AGROALIMENTAIRE
Alimentation : anticiper les futures crises

Le cabinet Heiderich et l’Observatoire international des crises (OIC) ont présenté fin avril un état des lieux des industries agroalimentaires françaises et leur résilience et adaptation face aux crises majeures qu’elles ont traversées ces dernières années.
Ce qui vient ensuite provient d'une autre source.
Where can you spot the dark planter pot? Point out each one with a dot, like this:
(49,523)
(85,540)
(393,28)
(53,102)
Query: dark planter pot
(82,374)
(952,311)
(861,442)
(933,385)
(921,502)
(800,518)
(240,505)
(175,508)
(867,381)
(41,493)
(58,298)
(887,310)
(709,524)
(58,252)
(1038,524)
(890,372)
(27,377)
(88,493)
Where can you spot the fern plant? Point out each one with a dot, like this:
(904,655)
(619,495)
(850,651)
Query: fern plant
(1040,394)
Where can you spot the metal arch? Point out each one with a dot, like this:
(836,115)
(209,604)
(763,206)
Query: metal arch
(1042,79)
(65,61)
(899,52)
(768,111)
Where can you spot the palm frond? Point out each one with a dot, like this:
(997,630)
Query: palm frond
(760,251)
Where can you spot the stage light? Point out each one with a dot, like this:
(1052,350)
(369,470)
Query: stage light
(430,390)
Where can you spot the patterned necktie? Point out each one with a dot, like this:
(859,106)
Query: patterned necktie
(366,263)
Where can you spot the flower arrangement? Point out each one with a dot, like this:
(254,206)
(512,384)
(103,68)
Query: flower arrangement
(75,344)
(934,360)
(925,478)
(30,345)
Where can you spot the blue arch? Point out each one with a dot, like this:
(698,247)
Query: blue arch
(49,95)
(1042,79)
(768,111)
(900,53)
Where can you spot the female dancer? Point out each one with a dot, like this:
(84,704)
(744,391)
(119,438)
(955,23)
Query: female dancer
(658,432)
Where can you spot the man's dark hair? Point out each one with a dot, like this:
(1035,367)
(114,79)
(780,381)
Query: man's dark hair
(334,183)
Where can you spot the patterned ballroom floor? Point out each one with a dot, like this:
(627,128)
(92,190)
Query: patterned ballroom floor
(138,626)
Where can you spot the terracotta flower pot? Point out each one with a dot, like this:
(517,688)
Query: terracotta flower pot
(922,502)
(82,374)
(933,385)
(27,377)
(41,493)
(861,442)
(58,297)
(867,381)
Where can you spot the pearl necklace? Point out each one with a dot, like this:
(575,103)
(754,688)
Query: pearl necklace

Alimentation : anticiper les futures crises
Le cabinet Heiderich et l’OIC jugent que « l'industrie agroalimentaire a tendance à limiter les changements à réaliser qui sont souvent coûteux ». ©Pixabay

Établir un rapport entre d’une part la puissance des controverses sur les crises alimentaires et de l’autre l’ampleur des changements effectués en réaction à ces crises d’importance : telle est la mission qui a été confiée au cabinet Heiderich et à l’Observatoire international des crises (OIC). De la crise de la vache folle dans les années 1990-2000 à la chlordécone, les deux organisations se sont penchées sur onze événements qui ont mis en cause les industries agroalimentaires (IAA). L’étude montre qu’en moyenne, « l’ampleur des changements dépasse rarement la puissance de leurs controverses ».
Autrement dit, la réponse des IAA ne leur semble pas toujours adaptée. Les deux organismes citent ainsi l’exemple de la fraude à la viande de cheval survenue en février 2013. Certes, les pouvoirs publics et l’entreprise fautive ont rapidement réagi : un directeur général débarqué, une entreprise mise en liquidation, une campagne de communication sur un ton humoristique bien accueillie. Cependant, rappelle l’étude, aucun changement réglementaire n’est intervenu a posteriori sur la traçabilité de la viande dans les IAA. Cette situation a « probablement participé à des évolutions des modes de consommation avec une tendance croissante vers le végétarisme et le localisme au cours de la dernière décennie », avance le rapport.

L’ère du boycott citoyen

D’une manière globale le cabinet Heiderich et l’OIC jugent que « l’industrie agroalimentaire a tendance à limiter les changements à réaliser qui sont souvent coûteux ». Les deux entités vont plus loin en analysant « les enjeux sensibles d’aujourd’hui et les crises de demain ». Dans leur viseur, quatre grandes familles : l’éthique, le sanitaire, l’environnemental et le nutritionnel. Ainsi, bien que le bio a eu le vent en poupe, l’étude s’inquiète des « règles de contrôle et de commerce avec les pays tiers qui laissent planer des incertitudes sur les évolutions législatives à venir ». De même, le rapport rappelle que l’importation des produits alimentaires issus d’OGM est légale, posant la question de la concurrence déloyale pour l’agriculture française et que le boycott citoyen, à l’image du footballeur Cristiano Ronaldo repoussant devant les caméras une bouteille de Coca-Cola au profit d’une bouteille d’eau en prononçant la phrase « buvez de l’eau, pas du soda », s’inscrivait sans doute dans une tendance durable. « Contrairement à la légende, le boycott n’est pas interdit en France », insiste l’étude.

Précéder les changements

Les industriels, les pouvoirs publics et les consommateurs tirent-ils des enseignements de ces dérèglements qui « sont parfois de vrais scandales, comme la fraude à la viande de cheval », dixit la formule de Didier Heiderich ? Pas vraiment, selon lui. C’est pourquoi « nous préconisons aux acteurs économiques de l’industrie agroalimentaire de précéder les changements afin d’éviter d’être surpris brutalement par une normalisation externe initiée par le consommateur, un industriel ou la réglementation ». Les agriculteurs ont compris, dans leur immense majorité, les attentes des consommateurs : plus de transparence, de principe de précaution, plus de naturalité et de proximité… Aux industriels de prendre le train en marche pour rassurer des consommateurs dont la confiance est affectée par les crises : « 79 % des Français se disent attentifs aux effets de ce qu’ils mangent sur leur santé », rappelle Didier Heiderich.